Oder wie kann ich am besten das Geld der Anderen zum Fenster rauswerfen.
Ich kann mich noch deutlich an die Zeit erinnern, als Frau Schmidt (SPD) das Sagen im Bundesgesundheitsministerium hatte. (ja, nicht alles was Frau Schmidt angeleiert hatte war von übel). Einer der meiner Ansicht nach sehr konstruktiven Vorschläge war, dass der Hausarzt der Lotse für den gesetzlich Versicherten sein sollte. Dieser sollte eine intensivere Beratung des Patienten übernehmen und bei Bedarf zu den entsprechenden Fachärzten schicken. Dafür wurden von den Kassen extra Hausarzttarife abgeschlossen. Die Krux war nur, dass der Gesetzgeber den Kassen per Gesetz aufgegeben hatte, diese Hausarzttarife ab einem bestimmten Datum unter Dach und Fach zu haben. Dies kam den Hausarztverbänden sehr zu Pass, konnten sie doch unter Hinweis auf diese gesetzliche Pflicht mit den Kassen sehr günstige Vertragsabschlüsse vereinbaren. Diese sollen nun wieder den Realitäten angepasst werden, was zu Heulen und Zähneknirschen bei den Hausarztverbänden führt. Diese Auseinandersetzung wurde ja schon hinlänglich in der Presse durchgenudelt.

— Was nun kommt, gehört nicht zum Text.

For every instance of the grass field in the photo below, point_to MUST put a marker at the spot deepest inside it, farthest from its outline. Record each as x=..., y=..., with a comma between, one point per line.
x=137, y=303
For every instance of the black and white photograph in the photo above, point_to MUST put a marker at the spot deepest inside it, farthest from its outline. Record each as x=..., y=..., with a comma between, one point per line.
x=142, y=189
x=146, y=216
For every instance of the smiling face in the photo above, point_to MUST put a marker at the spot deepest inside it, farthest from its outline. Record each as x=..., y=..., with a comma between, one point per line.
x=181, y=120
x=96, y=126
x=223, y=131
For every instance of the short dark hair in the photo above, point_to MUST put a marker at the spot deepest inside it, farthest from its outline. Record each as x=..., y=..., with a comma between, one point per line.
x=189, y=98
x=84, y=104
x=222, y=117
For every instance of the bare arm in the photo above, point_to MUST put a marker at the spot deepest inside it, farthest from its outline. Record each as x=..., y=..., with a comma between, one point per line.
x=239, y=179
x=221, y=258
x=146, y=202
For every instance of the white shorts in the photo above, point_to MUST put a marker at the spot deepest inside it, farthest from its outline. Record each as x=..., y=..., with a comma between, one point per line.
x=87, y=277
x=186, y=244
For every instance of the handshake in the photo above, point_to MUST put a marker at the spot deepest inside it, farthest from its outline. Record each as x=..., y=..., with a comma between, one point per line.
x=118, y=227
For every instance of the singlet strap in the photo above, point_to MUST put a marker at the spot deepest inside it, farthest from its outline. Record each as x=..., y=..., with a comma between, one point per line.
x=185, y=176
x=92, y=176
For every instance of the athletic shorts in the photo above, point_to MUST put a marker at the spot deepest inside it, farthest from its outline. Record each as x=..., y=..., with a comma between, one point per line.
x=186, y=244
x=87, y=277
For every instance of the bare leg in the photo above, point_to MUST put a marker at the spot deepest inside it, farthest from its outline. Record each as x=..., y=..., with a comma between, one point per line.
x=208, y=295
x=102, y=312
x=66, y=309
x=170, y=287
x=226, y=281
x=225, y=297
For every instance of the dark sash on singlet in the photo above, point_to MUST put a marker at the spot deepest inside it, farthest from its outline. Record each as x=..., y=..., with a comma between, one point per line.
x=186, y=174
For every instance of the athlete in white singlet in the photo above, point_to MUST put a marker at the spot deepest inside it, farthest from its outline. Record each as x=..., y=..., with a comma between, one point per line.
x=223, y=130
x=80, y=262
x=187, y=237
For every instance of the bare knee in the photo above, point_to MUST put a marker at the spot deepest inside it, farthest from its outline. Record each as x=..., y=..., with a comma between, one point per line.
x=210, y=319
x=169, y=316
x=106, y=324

Der Hausarzt bekommt als Lotse mehr Geld, weil er die Patientenberatung mit übernehmen soll, das macht ja durchaus Sinn. Weil der Hausarzt dann mehr Zeit hat sich um den einzelnen Patienten zu kümmern (was an sich schon ein Vorteil ist) und dieser Arzt, der den Patienten mit all seinen Macken am besten kennt, die notwendige Behandlung führt. Das spart Geld, weil unnötige – und Doppelbehandlungen – vermieden werden. Nach meiner Ansicht ein sehr effektives System im Rahmen der Sachleistung der GKV
Nun zum eigentlichen Thema. Es soll zu dieser Hausarztversorgung noch eine unabhängige Patientenberatung als Regelversorgung eingeführt werden. Nach einer aktuellen Gesetzesinitiative sollen ab 2011 alle Menschen in Deutschland Zugang zu dieser unabhängigen Patientenberatung haben. Diese Möglichkeit gab es schon im Rahmen einiger Modellprojekte. Es soll mit dem Gesetz ein möglichst nahtloser Übergang und Finanzierungsanschluss nach dem Ende dieser Modellprojekte gewährleistet werden. Der Vorstand des GKV-Spitzenverbandes Herr Gernot Kiefer meinte zu diesem Angebot: “Viele Ratsuchende haben trotz vielfältiger Informations- und Beratungsangebote Schwierigkeiten, die richtige Anlaufstelle für ihr spezielles Problem zu finden. Hier kann die unabhängige Patientenberatung für Versicherte und Patienten sinnvolle Hilfe bieten”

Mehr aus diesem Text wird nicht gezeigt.